In "Plain Secrets: An Outsider Among the Amish," English and journalism professor Joe Mackall writes about his friendship with the Shetlers, Amish neighbors of his in northern Ohio. The Shetlers provide Mackall a window into one of the most conservative of the Amish orders, the Schwartentrubers.

Mackall does not want to use his limited experience of one Amish group, and in particular, one family, to generalize about the "Amish" as a whole, a group which, at 180,000 to 200,000 strong in North America, outnumbers Quakers. In fact, he's at pains throughout his book to distinguish between the different groups within the Amish: Old Order, New Order, Weaver, Swiss, Beachy Amish, etc. He also doesn't want the book to focus on what he calls "appropriation" of the Amish as a means to self-discovery or as convenient symbols for pushing a particular ideology, be it nostalgia for an idealized past or a back-to-nature quest.

What he wants to do is to focus on one family, the Shetlers, and how they live as Amish.

Yet by deliberately separating themselves from us, the Amish can drive us into introspection. Mackall will spend a good deal of the book as a character in his own personal drama, the hapless "English" interacting with the Amish, and as a narrator, he will repeatedly ponder his own mixed response to people who are simultaneously both his friends and his subjects.

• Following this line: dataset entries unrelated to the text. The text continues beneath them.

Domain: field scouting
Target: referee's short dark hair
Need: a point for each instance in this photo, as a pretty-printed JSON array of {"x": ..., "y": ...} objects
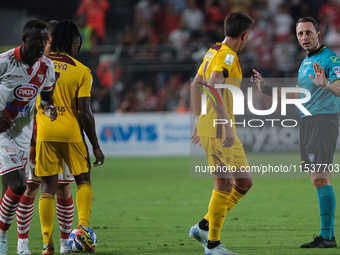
[
  {"x": 309, "y": 19},
  {"x": 236, "y": 23}
]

How do you view the Amish? I once saw them as quaint oddities on the outer fringes of society. Later, I began to grasp that religion, not rejection of technology or of the twentieth century, was the basis of their community. I recognized that the allure of modernity to them was secondary to supporting and nurturing community. While I could probably never become Amish, they've come to shine for me as an alternative to the way the "rest of us" organize society, a challenge to the notion that the way we do it is the "only" way or the "right" way. Apparently, people can thrive in a very different setting and in a society organized on very different principles. There are other ways to live.

I remember getting lost once with Roger en route from Philadelphia to his parents' house in York. I perked up as we drove by barn after barn, tidy farmhouse after tidy farmhouse and field after field of corn. I felt a deep sense of relief and comfort that so many family farms were still thriving in this country. A little while later, as we passed several buggies, I realized we were in Amish country. I remember feeling both deeply disappointed that these weren't "mainstream" farms and at the same time grateful for the existence of the Amish and the wedge they provide against modernity.

Back to the question: How do you view the Amish? What do you think we can learn, if anything, from them? And if you are Quaker, do you find it surprising that there are more Amish than Quakers in North America?